FATHER’S RIGHTS: Father’s rights law firms and groups have become increasingly visible, vocal and vociferous in their quest to gain respect for dads who are enmeshed in a divorce battle with their ex wife for custody of the children.
More and more lawyers are identifying themselves a “father’s rights specialists” and they are helping dads stand up for their rights to have a say in the rearing and custody of their children. While this divorce blog‘s readership skews mostly female, we do have many male readers as well, and we have evolved over the past three years to realize we need to be more sensitive to men/dads in how we not only cover issues, but in terms of actually providing post-divorce resources for fathers as well. Because many dads are just wonderful and some would make better custodial parents than mom (sorry ladies) and so, while it does require increased sensitivity and awareness, we are proud to say that we are getting better at giving dads their due. Just to prove it, here is some advice specifically for dads who are trying to “win” custody of their kids after a divorce and gain residential custody and legal custody over their children.

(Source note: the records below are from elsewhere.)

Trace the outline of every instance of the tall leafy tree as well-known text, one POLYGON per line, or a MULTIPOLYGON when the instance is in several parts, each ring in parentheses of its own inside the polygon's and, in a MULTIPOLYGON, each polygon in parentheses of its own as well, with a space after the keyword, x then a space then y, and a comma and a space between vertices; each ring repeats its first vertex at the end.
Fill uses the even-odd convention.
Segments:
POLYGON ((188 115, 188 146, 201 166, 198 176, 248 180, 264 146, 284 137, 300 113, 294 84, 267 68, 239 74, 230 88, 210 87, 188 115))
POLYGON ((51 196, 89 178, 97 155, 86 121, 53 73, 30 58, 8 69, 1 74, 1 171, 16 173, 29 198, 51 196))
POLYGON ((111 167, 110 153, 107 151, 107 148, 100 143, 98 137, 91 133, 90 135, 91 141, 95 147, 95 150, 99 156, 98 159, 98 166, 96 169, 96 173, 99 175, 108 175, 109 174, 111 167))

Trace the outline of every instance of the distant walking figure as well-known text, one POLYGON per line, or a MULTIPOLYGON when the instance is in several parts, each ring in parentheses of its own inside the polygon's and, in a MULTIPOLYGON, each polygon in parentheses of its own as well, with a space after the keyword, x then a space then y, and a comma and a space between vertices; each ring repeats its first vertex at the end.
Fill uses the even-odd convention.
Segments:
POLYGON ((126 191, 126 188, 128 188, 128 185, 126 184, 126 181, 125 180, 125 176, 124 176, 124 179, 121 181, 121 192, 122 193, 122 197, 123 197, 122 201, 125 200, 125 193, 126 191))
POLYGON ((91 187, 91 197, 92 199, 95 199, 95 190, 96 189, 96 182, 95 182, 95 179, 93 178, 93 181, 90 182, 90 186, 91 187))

So, here are five tips for you dad who want to win custody:
1. Use your superior earning power to your advantage – Money talks. The fact is that men as a group are more affluent, by far, than women. Men still rule. They still make more money. And it takes money to provide resources that children need for adequate child rearing and care. Make a point of showing the divorce judge/court that if you win custody, the children will be better taken care of because, frankly, you have the financial resources to provide a better life for them. Paying child support, especially if the money paid is not being used on the children in total, is not the same as having the children reside in a home where resources are readily available.
2. Get remarried and get a new mommy-figure for the kids – Obviously, you are not trying to replace the children’s mother. But it doesn’t hurt if there is a new balanced and peaceful family situation at your house as compared to mom’s that would be in the children’s best interest. A new wife provides a kind of stability and balance that would augment your argument that you have not only the financial resources, but the actual ability to care for the children and to be there for them and to provide balance for them. A wife, especially one who is stay at home and one who actually likes your kids is an asset in your custody fight.
3. Get your friends to say nice things about you in affidavits. In court, it’s always good to have affidavits from people who know you or have them actually come to court on your behalf to tell the court what a great guy you are. Pastors, Employer/employees, school personnel and members of volunteer organizations you belong to, and do great work for, are great bets.
4. Be a “helicopter” parent – Be there for the kids till its nauseating; pick them up at daycare or school, go to all the meetings, etc. Teachers should be able to testify that you are always there for your kids. You know the teacher’s names, they have your phone number and you are there for every recital, game and project. This will win you big points and it will show the court that you are a good caretaker for your child.
5. Demonstrate that mom is bad news. Does she drink, smoke or do drugs? Does she physically or verbally abuse the children? Is there a different man in the house every other night? Is she a workaholic who is never home? Can friends or family members be called upon to tell the court what a bad idea it is for mom to have custody? Then you may need to call on them for their support.
Now. Having said all that, I still don’t get why custody have to be a battle where just one parent wins. Why not do like the state of Florida and have a time sharing and co-parenting plan that eliminate all this nonsense about fighting over your children? They are both your children. It really shouldn’t be a fight and war. Just share the children. That is what I would prefer to see happen. But that is in my fantasy world, I know. So, in the meantime, these are some tips for dads who want to “win” custody of their children. (Sorry, moms if I have been offensive to you in this post.)